Kasus ini mencuat setelah korban, Hendy (50), menerima laporan dari penjaga pondok lain bahwa pintu pondoknya telah dirusak pada Rabu (1/4/2026) sekitar pukul 22.30 WIB. Saat dicek, berbagai barang berharga raib, mulai dari alat pertukangan hingga ternak ayam. Total kerugian ditaksir mencapai Rp4,5 juta.

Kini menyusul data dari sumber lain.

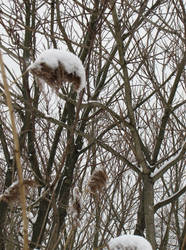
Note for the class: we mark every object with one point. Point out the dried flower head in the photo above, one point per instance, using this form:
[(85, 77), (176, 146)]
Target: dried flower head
[(97, 180), (56, 67), (75, 207), (12, 193)]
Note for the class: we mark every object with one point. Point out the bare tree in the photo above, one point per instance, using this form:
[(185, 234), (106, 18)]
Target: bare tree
[(129, 121)]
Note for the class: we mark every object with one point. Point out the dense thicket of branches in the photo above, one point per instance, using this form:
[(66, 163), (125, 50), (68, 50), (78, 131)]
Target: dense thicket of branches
[(129, 122)]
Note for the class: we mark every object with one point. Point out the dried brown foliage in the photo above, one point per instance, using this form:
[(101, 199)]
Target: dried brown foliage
[(75, 207), (12, 194), (97, 180), (55, 77)]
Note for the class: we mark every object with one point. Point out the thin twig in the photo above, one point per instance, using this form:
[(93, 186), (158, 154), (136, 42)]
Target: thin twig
[(17, 154)]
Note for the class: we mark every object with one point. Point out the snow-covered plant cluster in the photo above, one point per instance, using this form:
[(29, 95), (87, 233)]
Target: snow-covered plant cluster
[(56, 67), (129, 242), (97, 180)]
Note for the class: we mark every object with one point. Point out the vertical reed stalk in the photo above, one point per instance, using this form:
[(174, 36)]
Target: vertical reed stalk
[(17, 154)]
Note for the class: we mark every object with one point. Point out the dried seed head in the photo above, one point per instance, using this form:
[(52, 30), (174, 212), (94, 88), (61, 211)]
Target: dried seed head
[(55, 77), (12, 193), (75, 207), (55, 67), (97, 180)]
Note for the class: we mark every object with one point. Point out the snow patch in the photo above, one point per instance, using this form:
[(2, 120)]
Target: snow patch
[(129, 242), (70, 62)]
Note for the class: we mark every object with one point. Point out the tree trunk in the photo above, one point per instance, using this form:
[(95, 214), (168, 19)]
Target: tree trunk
[(149, 210)]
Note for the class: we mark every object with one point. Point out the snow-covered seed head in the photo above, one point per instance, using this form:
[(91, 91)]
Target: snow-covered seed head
[(97, 180), (56, 67)]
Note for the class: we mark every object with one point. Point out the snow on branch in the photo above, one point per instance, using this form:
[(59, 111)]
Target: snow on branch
[(55, 67), (129, 242), (170, 199), (173, 160)]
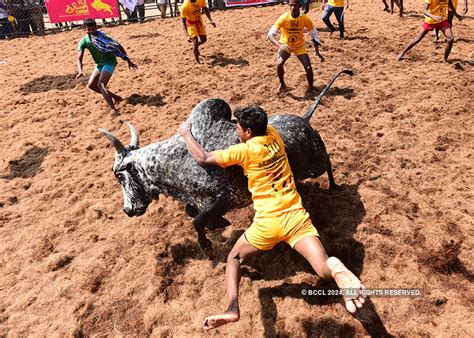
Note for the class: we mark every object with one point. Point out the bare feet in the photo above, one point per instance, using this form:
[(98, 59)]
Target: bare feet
[(117, 99), (282, 89), (213, 322), (345, 279)]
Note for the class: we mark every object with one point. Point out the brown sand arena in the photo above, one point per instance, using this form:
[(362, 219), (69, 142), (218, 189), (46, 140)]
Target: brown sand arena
[(399, 133)]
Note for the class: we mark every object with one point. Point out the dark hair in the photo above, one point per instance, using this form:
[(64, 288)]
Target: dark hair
[(89, 23), (254, 118)]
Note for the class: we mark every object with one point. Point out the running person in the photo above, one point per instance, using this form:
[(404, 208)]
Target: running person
[(451, 16), (399, 4), (193, 24), (336, 7), (292, 25), (279, 212), (436, 16), (105, 59)]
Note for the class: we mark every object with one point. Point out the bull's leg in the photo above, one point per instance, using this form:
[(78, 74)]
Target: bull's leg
[(212, 213), (332, 183), (191, 211)]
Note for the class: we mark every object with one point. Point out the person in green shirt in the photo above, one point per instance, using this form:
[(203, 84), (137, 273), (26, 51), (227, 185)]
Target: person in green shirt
[(103, 50)]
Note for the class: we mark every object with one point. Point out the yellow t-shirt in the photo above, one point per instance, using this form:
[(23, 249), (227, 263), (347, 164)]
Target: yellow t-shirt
[(270, 179), (192, 11), (336, 3), (437, 7), (292, 29)]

“Pintu pondok sudah dalam kondisi rusak, dan setelah diperiksa, banyak barang hilang, termasuk 27 ekor ayam kampung dan sejumlah alat kerja,” ujar Hendy dalam laporannya kepada polisi.
Barang yang dicuri tidak tanggung-tanggung: bor listrik, bor cas, gerinda, kabel sepanjang 100 meter, palu, cangkul, hingga uang tunai dan ayam ternak. Pola pencurian yang terbilang rapi sempat membuat penyelidikan mengarah pada orang dalam.
Kecurigaan itu terbukti. Berdasarkan hasil penyelidikan intensif, polisi mengantongi nama Purwanto alias Polo—yang tak lain adalah penjaga pondok korban sendiri. “Dari hasil penyelidikan, kami menemukan indikasi kuat keterlibatan orang dalam. Pelaku memiliki akses dan mengetahui kondisi pondok secara detail,” ungkap sumber dari kepolisian.
Tim kemudian bergerak cepat memburu pelaku hingga akhirnya berhasil ditangkap sekitar pukul 21.00 WIB di rumah kerabatnya. Tanpa perlawanan berarti, pelaku langsung diamankan dan dibawa untuk pemeriksaan.
Dalam interogasi, Purwanto mengakui seluruh perbuatannya. Ia nekat merusak pintu pondok dan menguras isi di dalamnya secara bertahap. “Pelaku mengakui melakukan pencurian seorang diri dengan memanfaatkan situasi sepi dan akses yang dimilikinya sebagai penjaga,” jelas pihak kepolisian.
Motif pencurian diduga kuat berkaitan dengan kebutuhan ekonomi. Namun, polisi masih mendalami kemungkinan adanya keterlibatan pihak lain atau jaringan penadah barang hasil curian.
Dari tangan pelaku, polisi berhasil mengamankan sejumlah barang bukti, di antaranya mesin bor listrik, bor cas, gerinda, serta kabel stop kontak. Sementara barang lain, termasuk ayam ternak, diduga telah dijual.
Kasus ini menjadi sorotan karena melibatkan orang kepercayaan korban sendiri. Kejahatan dengan pola “orang dalam” dinilai semakin marak dan sulit dideteksi tanpa penyelidikan mendalam.
“Kami mengimbau masyarakat agar tetap waspada, termasuk terhadap orang yang diberi kepercayaan penuh. Pastikan sistem keamanan tetap berjalan,” tegas aparat.
Saat ini, pelaku telah diserahkan ke Unit Reskrim Polresta Pangkalpinang untuk proses hukum lanjutan. Polisi juga tengah melengkapi berkas perkara serta memeriksa saksi-saksi guna memperkuat proses penyidikan.